Two water quality swimming alerts issued for ocean-side sites in Pender County


State recreational water quality officials today are alerting the public that initial testing at two ocean-side sites in Pender County showed levels of bacteria exceeding the state’s and Environmental Protection Agency’s recreational water quality swimming standards.

The alerts affect swimming areas along Topsail Island.  The first is located at the public beach access at South Shore Drive and Kinston Avenue adjacent to the ocean pier in Surf City. The other is located at the public beach access #1A across from Catherine Avenue in Topsail Beach. Samples collected yesterday show test results that exceed the state and federal single-sample standard of 104 enterococci per 100 milliliters for Tier 1 high usage sites. Swimming areas are classified based on recreational use and are referred to as tiers.

State officials will test the sites again today, and the results of the sampling will dictate further action.
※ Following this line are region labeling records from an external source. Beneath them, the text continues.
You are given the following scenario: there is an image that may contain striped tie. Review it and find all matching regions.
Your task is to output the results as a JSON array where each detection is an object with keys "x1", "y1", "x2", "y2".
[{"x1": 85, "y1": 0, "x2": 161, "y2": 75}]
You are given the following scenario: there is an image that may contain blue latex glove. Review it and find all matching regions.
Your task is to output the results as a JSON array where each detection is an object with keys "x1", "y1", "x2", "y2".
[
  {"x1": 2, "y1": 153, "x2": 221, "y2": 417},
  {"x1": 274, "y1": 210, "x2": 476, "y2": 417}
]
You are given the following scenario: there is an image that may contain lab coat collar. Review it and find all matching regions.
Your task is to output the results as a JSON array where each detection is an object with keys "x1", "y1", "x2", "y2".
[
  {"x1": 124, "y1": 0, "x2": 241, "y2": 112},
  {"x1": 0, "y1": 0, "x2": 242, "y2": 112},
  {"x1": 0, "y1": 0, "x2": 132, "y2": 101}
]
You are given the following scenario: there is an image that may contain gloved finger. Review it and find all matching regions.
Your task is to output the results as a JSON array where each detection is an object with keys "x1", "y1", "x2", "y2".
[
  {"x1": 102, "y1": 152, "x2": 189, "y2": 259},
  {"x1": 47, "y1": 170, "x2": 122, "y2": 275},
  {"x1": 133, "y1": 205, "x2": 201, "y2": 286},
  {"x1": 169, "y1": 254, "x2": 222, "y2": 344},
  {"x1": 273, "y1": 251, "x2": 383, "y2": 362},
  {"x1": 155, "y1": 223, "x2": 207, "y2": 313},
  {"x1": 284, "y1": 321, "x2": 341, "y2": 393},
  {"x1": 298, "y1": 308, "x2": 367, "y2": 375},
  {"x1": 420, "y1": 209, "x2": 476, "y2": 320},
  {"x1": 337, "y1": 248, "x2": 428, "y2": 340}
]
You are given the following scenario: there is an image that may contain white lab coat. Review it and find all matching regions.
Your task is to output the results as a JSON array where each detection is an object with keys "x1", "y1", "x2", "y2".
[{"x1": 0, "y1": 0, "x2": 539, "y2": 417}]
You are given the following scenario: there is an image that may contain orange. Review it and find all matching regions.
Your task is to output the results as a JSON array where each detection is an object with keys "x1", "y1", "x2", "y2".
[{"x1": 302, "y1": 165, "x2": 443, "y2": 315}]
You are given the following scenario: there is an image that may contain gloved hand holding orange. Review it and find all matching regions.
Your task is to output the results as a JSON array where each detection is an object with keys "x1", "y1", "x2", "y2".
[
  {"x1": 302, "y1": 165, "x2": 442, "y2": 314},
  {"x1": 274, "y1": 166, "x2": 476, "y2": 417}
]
If the new samples also show elevated bacteria counts, state officials will post a swimming advisory sign and issue a swimming advisory.  

The N.C. Recreational Water Quality Program tests water quality at ocean and sound beaches in accordance with federal and state laws.

Enterococci, the bacteria group used for testing, are found in the intestines of warm-blooded animals. While it is not known to cause illness, scientific studies indicate that enterococci may indicate the presence of other disease-causing organisms. People swimming or playing in waters with bacteria levels higher than the standards have an increased risk of developing gastrointestinal illness or skin infections.

State officials sample 210 sites throughout the coastal region, most of them on a weekly basis from April to October. Testing continues on a reduced schedule during the rest of the year, when the waters are colder.